Open earboxer opened 3 years ago
It feels like the grammar in Psalm 13:1 should also be changed.
How long, Lᴏʀᴅ, will you forget me forever?
This implies that Yahweh is actively 'forgetting [David] forever.' If He's forgotten him forever, why bother asking 'how long'? If it has happened forever, it will always be the case. Is this hyperbole, or is the question something different:
How long, Lᴏʀᴅ, will you forget me? Forever?
It's probably not right to split the question into two questions.
How long, Lᴏʀᴅ! Will you forget me forever?
Most English translations go with one of those two options, though NET says 'continually forget me', which is more consistent with the current sense, while sounding more coherent.
(I assume it's our job to make the Psalmist's words coherent? Intentionally translating something as incoherent should not be done without good reason.)
How long, Lᴏʀᴅ, will you forever forget me?
For some reason, I like this better, but I'm not sure why. It may be subjective.
This is definitely a stylistic question for the English language only. The Hebrew in Psalm 89 reads approximately:
HOW LONG LORD WILL YOU HIDE ALWAYS?
There are no punctuation marks per se in the original consonantal texts. The musical accents added by the Masoretes indicate a phrasing as one single question, "Will you hide forever?"
Psalm 13:1 is even less ambiguous. The expression "Will you forget me forever" is a construct phrase, so that "forever" is tightly linked to "forget me." it is not like the English where we can separate it into two questions. Looking it over, two questions seems less ideal than one.
Don't feel too bad about "making the Psalmist's words coherent." They are poetic and so a certain amount of departure from ordinary oral language is intentional. But it was coherent when he wrote it. If you translate it as less coherent, you mistranslated it. You have to include every element of meaning in the original that you can. But you have to make it sound like good English, as if he wrote it in English. If possible, make it good poetry, even good music. I don't suppose we're going to achieve a rhyming Psalter. But it was music at one time.

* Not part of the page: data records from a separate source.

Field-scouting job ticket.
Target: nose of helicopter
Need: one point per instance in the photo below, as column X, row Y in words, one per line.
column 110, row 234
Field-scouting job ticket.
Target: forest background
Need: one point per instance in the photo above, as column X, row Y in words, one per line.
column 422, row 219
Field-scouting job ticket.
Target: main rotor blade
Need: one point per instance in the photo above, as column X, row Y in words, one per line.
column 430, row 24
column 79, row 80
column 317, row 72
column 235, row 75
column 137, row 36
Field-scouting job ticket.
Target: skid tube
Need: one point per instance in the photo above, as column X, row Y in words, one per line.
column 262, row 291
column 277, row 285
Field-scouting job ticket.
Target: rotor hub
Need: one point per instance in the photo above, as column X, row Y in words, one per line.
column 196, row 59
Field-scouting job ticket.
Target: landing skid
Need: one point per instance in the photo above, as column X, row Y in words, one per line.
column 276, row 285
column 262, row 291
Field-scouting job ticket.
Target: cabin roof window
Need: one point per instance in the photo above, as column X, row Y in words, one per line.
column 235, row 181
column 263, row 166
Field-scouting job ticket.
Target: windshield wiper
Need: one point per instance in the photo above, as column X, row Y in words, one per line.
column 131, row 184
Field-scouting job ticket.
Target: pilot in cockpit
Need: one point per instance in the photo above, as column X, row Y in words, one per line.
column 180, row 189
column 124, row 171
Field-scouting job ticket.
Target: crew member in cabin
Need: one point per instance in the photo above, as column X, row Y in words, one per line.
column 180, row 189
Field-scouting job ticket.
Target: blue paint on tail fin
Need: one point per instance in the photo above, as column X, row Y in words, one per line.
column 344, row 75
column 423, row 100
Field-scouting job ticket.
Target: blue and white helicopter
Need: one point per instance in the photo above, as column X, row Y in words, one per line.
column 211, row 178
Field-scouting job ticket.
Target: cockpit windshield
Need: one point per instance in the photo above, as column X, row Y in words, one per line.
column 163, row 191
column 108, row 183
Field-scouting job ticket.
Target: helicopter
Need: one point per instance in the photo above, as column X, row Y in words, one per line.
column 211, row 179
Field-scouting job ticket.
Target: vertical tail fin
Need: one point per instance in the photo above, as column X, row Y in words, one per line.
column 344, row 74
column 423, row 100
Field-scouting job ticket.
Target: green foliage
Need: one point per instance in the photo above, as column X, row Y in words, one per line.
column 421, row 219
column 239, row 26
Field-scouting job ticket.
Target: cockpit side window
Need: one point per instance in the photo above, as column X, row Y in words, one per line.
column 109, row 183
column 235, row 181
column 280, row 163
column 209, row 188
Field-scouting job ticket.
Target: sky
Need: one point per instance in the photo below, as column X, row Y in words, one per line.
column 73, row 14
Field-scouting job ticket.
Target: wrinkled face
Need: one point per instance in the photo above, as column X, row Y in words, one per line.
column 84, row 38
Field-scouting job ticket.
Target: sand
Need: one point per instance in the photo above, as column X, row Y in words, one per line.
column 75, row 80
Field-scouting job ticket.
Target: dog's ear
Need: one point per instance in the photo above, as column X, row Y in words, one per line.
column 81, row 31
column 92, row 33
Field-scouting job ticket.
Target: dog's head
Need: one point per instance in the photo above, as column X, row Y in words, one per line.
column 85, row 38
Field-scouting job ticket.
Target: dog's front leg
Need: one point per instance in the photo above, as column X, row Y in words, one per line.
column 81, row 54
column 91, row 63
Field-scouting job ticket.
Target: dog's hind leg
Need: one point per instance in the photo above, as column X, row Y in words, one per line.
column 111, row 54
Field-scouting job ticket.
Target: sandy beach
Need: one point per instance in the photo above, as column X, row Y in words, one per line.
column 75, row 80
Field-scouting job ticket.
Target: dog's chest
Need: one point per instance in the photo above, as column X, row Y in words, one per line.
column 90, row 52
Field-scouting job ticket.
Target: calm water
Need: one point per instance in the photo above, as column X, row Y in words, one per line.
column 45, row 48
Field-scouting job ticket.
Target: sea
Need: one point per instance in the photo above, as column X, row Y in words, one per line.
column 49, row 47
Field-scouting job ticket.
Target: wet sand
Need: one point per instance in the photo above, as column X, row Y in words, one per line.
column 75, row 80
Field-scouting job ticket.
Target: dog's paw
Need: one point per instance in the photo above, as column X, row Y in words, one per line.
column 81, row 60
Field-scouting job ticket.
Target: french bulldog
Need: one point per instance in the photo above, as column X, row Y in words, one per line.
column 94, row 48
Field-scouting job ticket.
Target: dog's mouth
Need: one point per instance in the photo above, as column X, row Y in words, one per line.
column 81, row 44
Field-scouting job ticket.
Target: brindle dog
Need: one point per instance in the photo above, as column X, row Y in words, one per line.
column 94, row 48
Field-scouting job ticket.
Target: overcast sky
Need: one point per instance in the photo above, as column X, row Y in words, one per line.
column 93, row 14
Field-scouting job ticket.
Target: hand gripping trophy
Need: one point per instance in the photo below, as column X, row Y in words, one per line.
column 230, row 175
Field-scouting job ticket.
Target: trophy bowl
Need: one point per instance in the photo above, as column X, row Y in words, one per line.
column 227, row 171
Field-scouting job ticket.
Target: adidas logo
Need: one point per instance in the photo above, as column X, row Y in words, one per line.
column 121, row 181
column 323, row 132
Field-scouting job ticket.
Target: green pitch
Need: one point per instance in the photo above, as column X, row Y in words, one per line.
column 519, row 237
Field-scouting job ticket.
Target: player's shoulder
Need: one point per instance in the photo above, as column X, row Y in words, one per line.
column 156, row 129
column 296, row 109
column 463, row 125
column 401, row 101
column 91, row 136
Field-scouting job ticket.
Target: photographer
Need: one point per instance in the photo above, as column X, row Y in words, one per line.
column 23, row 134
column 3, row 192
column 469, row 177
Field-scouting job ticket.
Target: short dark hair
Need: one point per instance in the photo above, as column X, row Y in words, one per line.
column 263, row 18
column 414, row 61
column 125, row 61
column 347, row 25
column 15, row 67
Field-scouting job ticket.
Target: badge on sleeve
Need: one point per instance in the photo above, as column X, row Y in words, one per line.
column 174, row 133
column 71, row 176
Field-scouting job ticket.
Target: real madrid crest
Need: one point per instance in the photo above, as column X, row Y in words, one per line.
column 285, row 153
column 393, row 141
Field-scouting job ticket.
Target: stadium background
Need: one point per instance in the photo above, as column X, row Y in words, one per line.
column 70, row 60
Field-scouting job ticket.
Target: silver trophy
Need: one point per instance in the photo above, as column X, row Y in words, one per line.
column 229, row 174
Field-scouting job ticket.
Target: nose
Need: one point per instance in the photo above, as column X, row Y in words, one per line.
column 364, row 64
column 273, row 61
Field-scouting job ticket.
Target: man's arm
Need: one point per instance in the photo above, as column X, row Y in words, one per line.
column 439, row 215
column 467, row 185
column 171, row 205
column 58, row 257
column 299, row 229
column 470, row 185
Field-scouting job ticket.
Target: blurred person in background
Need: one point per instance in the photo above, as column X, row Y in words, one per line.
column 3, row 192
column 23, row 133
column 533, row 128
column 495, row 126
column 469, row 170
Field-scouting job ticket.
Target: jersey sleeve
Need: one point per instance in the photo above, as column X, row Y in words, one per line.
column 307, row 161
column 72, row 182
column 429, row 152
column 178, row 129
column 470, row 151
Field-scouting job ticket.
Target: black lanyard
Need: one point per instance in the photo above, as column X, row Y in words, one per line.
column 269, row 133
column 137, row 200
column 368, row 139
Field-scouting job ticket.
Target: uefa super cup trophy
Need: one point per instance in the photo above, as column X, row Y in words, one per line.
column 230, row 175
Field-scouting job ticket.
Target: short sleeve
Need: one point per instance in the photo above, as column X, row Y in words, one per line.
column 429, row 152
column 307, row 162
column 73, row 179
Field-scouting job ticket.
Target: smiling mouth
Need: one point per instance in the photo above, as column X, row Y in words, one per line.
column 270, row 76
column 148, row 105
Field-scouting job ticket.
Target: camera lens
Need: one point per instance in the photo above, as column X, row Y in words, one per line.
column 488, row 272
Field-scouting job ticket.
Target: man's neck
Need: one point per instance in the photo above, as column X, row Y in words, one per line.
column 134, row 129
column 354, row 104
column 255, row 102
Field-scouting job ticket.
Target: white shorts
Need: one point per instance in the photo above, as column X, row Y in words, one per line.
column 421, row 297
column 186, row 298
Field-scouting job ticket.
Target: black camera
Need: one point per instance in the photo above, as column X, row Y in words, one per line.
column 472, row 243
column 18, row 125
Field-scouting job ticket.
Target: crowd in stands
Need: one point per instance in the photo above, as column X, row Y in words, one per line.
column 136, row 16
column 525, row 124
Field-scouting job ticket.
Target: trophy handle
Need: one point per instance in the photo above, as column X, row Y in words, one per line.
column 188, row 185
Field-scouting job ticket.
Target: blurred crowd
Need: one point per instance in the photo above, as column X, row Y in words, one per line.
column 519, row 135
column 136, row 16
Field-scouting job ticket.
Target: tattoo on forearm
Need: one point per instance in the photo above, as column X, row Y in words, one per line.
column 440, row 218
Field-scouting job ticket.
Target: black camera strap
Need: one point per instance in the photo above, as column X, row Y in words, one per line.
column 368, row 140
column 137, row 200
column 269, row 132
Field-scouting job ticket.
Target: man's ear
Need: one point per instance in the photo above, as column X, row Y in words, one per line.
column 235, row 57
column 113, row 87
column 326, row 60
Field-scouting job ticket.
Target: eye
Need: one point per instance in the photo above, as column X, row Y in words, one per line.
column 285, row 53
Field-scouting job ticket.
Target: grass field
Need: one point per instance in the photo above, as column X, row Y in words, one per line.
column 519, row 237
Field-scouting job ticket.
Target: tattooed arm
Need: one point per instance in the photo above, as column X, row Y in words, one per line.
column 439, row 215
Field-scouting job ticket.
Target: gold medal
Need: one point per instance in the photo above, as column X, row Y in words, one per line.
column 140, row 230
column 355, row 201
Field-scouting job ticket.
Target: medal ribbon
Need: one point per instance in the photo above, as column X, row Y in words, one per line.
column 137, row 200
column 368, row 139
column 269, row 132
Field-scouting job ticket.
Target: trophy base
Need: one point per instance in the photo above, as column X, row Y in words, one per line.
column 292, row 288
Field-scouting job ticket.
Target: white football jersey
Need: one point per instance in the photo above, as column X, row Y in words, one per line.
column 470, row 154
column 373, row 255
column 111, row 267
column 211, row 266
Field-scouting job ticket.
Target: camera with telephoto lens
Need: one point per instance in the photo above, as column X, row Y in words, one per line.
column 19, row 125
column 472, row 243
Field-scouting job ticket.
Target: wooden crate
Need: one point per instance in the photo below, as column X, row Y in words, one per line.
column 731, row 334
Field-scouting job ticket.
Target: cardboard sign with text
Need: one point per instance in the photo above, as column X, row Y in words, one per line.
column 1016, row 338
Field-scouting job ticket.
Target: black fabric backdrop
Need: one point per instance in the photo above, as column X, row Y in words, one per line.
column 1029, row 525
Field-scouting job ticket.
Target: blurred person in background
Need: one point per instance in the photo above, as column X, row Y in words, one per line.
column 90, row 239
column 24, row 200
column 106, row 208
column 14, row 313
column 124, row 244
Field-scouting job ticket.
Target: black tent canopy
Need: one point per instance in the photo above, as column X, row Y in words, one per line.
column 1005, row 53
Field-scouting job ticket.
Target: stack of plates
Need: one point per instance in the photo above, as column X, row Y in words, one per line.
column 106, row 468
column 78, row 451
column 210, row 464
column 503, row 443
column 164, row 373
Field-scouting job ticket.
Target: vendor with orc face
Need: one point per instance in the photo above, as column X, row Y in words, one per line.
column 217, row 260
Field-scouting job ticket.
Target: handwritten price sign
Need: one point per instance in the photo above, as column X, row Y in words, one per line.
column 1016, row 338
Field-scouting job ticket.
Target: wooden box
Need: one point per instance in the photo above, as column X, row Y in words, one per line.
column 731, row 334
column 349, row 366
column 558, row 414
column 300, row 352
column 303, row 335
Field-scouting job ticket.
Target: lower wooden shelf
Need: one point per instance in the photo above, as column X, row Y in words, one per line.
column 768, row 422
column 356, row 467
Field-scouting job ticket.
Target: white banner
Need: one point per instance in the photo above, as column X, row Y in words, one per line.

As you say we're not going to be able to do a rhyming Psalter within our parameters, although I would love there to be a high quality copyright free metrical psalter in modern English! Nevertheless, we should try to end up with a translation which communicates a sense of the Psalms being poetic and musical.
I agree something has gone wrong with Psalm 89:46, that second 'you' isn't right.
Maybe something like this (keeping a sense of movement in the English)
\v 46 How long, \nd Lord\nd* will you hide - forever? \q2 How long are the fires of your wrath to burn?
And in 13.1:
\v 1 How long, \nd Lord\nd*, will you forget me - forever? \q2 How long will you hide your face from me?
This is sort of two questions in structure, although not punctuated as two. However I think we can't avoid that if we are to retain the repetition of the initial 'How long'.